Lincoln Tan is the New Zealand Herald’s diversity, ethnic affairs and immigration senior reporter.

Woman who died after kidnapping 'owed people a lot of money'

Jindarat Prutsiriporn died from her injuries in hospital last week. Photo / Supplied
Jindarat Prutsiriporn died from her injuries in hospital last week. Photo / Supplied

The Thai woman who died after being kidnapped was a drug addict who died a poor and lonely woman, according to her friend.

Jindarat Prutsiriporn, 50, died from her injuries in hospital last week after escaping from the boot of a moving car in Papatoetoe on March 1.
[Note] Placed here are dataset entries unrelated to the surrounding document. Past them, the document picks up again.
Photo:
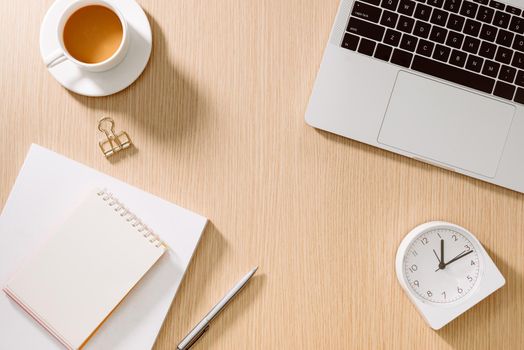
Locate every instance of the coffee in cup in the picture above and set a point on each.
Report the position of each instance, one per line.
(92, 34)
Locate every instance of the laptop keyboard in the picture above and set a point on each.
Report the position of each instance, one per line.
(478, 44)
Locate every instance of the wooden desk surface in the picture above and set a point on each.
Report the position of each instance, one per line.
(217, 118)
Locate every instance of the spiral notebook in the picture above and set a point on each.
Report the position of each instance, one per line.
(45, 194)
(85, 269)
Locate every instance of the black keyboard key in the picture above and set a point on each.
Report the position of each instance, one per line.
(455, 22)
(452, 5)
(367, 12)
(455, 40)
(439, 17)
(392, 37)
(513, 10)
(422, 29)
(487, 50)
(453, 74)
(474, 63)
(472, 27)
(471, 45)
(441, 53)
(436, 3)
(519, 96)
(402, 58)
(519, 79)
(458, 58)
(491, 69)
(383, 52)
(438, 34)
(496, 4)
(516, 25)
(501, 19)
(503, 55)
(390, 4)
(389, 19)
(504, 90)
(425, 47)
(518, 60)
(485, 14)
(507, 74)
(350, 41)
(405, 24)
(408, 42)
(406, 7)
(505, 38)
(518, 44)
(422, 12)
(372, 2)
(488, 32)
(469, 9)
(365, 29)
(366, 46)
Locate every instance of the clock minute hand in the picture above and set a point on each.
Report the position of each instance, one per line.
(460, 256)
(442, 264)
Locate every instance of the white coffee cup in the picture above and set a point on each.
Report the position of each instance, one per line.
(60, 55)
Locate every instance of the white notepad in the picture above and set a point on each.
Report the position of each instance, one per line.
(48, 188)
(85, 269)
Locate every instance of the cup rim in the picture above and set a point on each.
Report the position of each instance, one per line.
(63, 20)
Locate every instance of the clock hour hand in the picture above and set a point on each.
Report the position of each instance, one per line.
(460, 256)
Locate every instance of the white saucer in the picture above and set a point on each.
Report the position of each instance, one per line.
(104, 83)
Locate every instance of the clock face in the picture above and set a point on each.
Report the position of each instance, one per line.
(442, 265)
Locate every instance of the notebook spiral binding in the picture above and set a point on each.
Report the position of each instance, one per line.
(131, 218)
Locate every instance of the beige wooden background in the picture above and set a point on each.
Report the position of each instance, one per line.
(217, 118)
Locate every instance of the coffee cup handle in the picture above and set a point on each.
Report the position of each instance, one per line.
(55, 58)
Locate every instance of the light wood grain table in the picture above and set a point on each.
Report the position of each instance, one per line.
(217, 118)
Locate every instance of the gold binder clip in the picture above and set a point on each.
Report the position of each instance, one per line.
(114, 142)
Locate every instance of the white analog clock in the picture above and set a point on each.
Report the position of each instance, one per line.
(445, 270)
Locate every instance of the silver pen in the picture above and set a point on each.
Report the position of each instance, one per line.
(203, 325)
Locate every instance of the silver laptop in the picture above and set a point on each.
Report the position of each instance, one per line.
(441, 81)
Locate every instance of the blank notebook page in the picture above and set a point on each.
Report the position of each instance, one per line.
(85, 269)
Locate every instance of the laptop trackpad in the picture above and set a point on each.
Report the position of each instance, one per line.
(442, 123)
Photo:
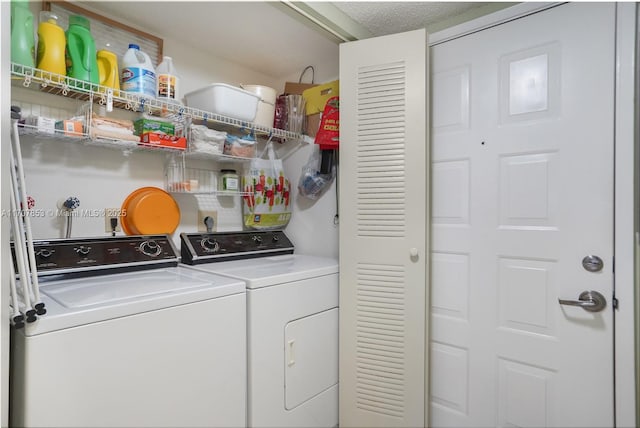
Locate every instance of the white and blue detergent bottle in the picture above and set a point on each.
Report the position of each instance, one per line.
(138, 74)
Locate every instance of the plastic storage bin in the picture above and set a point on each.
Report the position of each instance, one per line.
(225, 100)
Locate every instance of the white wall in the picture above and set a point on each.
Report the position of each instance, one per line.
(102, 178)
(5, 99)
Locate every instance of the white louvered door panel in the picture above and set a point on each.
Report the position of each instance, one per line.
(383, 233)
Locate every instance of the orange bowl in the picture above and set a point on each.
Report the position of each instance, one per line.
(149, 211)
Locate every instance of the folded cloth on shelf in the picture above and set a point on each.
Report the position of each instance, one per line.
(105, 127)
(105, 133)
(109, 123)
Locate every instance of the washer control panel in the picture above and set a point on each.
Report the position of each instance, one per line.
(75, 255)
(198, 248)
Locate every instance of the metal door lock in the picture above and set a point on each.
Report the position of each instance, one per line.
(592, 263)
(590, 301)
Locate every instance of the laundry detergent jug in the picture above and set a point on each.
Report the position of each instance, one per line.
(51, 45)
(138, 74)
(81, 52)
(22, 38)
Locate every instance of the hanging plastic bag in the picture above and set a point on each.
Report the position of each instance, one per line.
(266, 198)
(313, 183)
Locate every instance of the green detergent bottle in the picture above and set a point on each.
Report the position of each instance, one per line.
(23, 44)
(81, 51)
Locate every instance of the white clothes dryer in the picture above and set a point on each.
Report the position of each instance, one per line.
(292, 324)
(154, 345)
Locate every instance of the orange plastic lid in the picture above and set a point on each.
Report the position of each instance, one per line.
(149, 211)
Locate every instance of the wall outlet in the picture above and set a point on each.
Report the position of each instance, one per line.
(110, 213)
(207, 213)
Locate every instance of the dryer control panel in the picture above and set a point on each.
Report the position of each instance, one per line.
(196, 248)
(85, 255)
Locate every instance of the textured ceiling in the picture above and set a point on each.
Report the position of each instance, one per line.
(382, 18)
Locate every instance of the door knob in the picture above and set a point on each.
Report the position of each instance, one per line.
(591, 301)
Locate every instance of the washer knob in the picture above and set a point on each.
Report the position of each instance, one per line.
(209, 246)
(150, 248)
(45, 253)
(81, 250)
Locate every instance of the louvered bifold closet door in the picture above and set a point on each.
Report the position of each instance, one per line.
(383, 231)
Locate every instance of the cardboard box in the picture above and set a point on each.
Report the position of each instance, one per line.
(313, 124)
(316, 98)
(152, 139)
(70, 127)
(142, 126)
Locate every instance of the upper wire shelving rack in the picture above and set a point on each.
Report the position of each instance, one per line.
(79, 89)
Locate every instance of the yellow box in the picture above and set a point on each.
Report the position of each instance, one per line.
(318, 96)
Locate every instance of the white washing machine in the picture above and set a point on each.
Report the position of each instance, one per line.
(154, 345)
(292, 324)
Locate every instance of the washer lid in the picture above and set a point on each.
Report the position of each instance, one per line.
(81, 301)
(266, 271)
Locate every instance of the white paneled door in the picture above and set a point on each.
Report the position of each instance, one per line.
(522, 169)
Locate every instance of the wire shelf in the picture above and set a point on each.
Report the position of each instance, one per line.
(78, 89)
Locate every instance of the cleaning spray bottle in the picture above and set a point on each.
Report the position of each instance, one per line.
(51, 45)
(22, 37)
(108, 70)
(81, 51)
(168, 81)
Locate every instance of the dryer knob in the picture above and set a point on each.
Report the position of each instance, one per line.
(82, 250)
(209, 246)
(150, 248)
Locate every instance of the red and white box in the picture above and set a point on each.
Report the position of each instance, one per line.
(152, 139)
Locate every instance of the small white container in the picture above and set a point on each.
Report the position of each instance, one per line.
(225, 100)
(266, 106)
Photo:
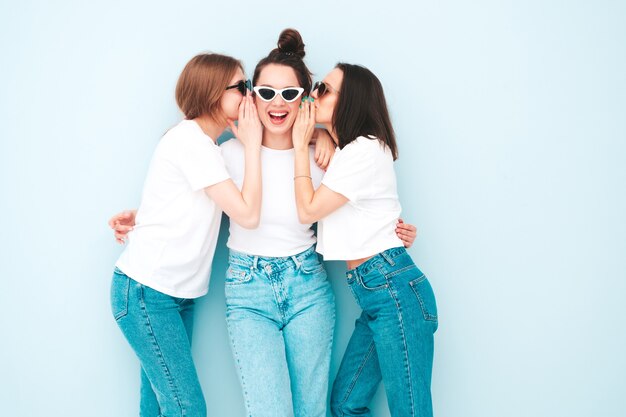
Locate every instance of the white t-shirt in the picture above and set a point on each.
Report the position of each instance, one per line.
(363, 172)
(280, 233)
(172, 245)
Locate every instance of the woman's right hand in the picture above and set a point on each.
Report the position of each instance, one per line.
(304, 126)
(122, 223)
(249, 129)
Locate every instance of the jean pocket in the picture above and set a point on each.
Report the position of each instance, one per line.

"She owed people a lot of money, and for a while her family did not want anything to do with her," said the friend of more than 10 years, who spoke on the condition of anonymity.

"Her family is in the Thai restaurant business and know she had a big problem with drugs, but they just didn't know how to help her."

The friend last met Prutsiriporn at SkyCity casino about three years ago.

"At the time, she told me that she had separated from her husband and she didn't look very happy" said the friend.

"I was also shocked to see that she had lost so much weight and had become very skinny, like a different person."

She was not employed, but helped out at her son's restaurant in Kingsland from time to time, he said.

In 2011, she was jailed for two and a half years for her role as part of a syndicate importing precursor drugs from Thailand for manufacturing pseudoephedrine.

Court document showed she did not receive substantial financial benefits from the racket which was a means to support a drug addiction, Fairfax media reported.

She was twice sentenced in 2011 on importing and possession charges and at the first sentencing, in the Auckland District Court, Judge Roy Wade described Prutsiriporn as having "a very limited grasp of English" and requiring an interpreter in court.

According to the judge's sentencing notes, Prutsiriporn's then boyfriend came to New Zealand in 1988 and she followed him here a year later.

The couple stayed together until 2002, the report said.

"You freely acknowledged that, for over 25 years, you have been using drugs, to start with cannabis, but you were introduced to methamphetamine about two years ago [2009]," the judge said.

"It is plain that, although you did supply and offer to supply [drugs], it was not done for profit because you were living extremely modestly and I am satisfied you were simply acting as a conduit or go-between between your drug supplier and other drug users in your own circle."

When police arrested Prutsiriporn she was living in a shed, where utensils for methamphetamine and cannabis use were found, the judge said.

At a second sentencing a month later in Napier, Prutsiriporn was given an 18-month sentence on a single representative charge of conspiring to import class C drugs.

Her earlier two and a half year sentence was not extended after the judge imposed a concurrent sentence.

The friend, who met with Prutsiriporn's family after her death, said they had requested privacy and would not speak with media.